770 Sprüche — Seite 2

In der Natur begegnet dem Menschen eine Ordnung, die älter ist als jedes Denken und größer als jedes eigene Vorhaben. Berge, Wälder, Wasser und Himmel erinnern daran, dass Schönheit und Gesetz, Werden und Vergehen untrennbar zusammengehören. Deshalb berührt dieses Thema nicht nur die Sinne, sondern auch das Bewusstsein für Maß und Herkunft.

Ihre eigentliche Größe zeigt sich darin, dass sie sich nicht beherrschen lässt, sondern Achtung verlangt. Die Sprüche zu diesem Thema machen sichtbar, wie eng Mensch und Natur verbunden bleiben und warum in ihrer Betrachtung oft Demut, Trost und eine Ahnung vom Ganzen zugleich aufscheinen.

  1. Erst wenn der letzte Baum gefällt, der letzte Fluss vergiftet, das letzte Tier getötet ist, erst dann werdet ihr merken, dass man Geld nicht essen kann!

  2. Wie der Wind die Wolken treibt über Städte, Felder und Wälder, so treibt mich die Sehnsucht durch Wälder, Felder und Städte zu dir.

  3. Wir leben in einem gefährlichen Zeitalter. Der Mensch beherrscht die Natur, bevor er gelernt hat, sich selbst zu beherrschen

    Albert Schweitzer

  4. Das Publikum beklatscht ein Feuerwerk, aber keinen Sonnenaufgang.

    Christian Friedrich Hebbel

  5. Wenn die Wurzeln nicht vertrocknet sind, ist der Baum noch nicht tot

    Dalai Lama

  6. Die Natur hat uns Menschen für das Zusammenleben geschaffen.

    Michel de Montaigne

  7. Wenn der Weise auf den Mond zeigt, sieht der Idiot nur den Finger

  8. Ein gutes Buch ist wie ein Garten, den man in der Tasche mit sich trägt.

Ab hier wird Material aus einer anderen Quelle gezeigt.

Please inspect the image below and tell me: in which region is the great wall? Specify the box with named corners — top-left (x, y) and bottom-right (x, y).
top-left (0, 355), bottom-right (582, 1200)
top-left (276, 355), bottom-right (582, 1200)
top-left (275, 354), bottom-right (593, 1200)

  9. Der Fluß krümmt sich, doch sein Ziel vergißt er nie.

  10. Ich habe heute ein paar Blumen nicht gepflückt, um dir ihr Leben zu schenken.

    Christian Morgenstern

  11. Der Poet versteht die Natur besser als der wissenschaftliche Kopf.

    Novalis

  12. Nicht der Hammerhieb, sondern der Tanz des Wassers rundet den Kiesel zu Schönheit.

    Rabindranath Tagore

  13. Drei Dinge sind uns aus dem Paradies geblieben: Sterne, Blumen und Kinder.

    Dante Alighieri

  14. Sonnenschein ist köstlich, Regen erfrischt, Wind kräftigt, Schnee erheitert. Es gibt kein schlechtes Wetter, es gibt nur verschiedene Arten von gutem.

    John Ruskin

  15. Wenn's am Ulrichstag donnert, fallen die Nüsse vom Baum. (04. Juli)

  16. Auf einen dunklen Dezember folgt ein fruchtbares Jahr.

  17. Moral ist eine Wichtigtuerei des Menschen vor der Natur.

    Friedrich Nietzsche

  18. Am Regenbogen muss man nicht Wäsche aufhängen wollen.

    Johann Peter Hebel

  19. Du kannst noch so lange an der Olive zupfen, sie wird deshalb nicht früher reif

  20. Vergolde den Vögeln die Flügel, und sie werden nie mehr fliegen.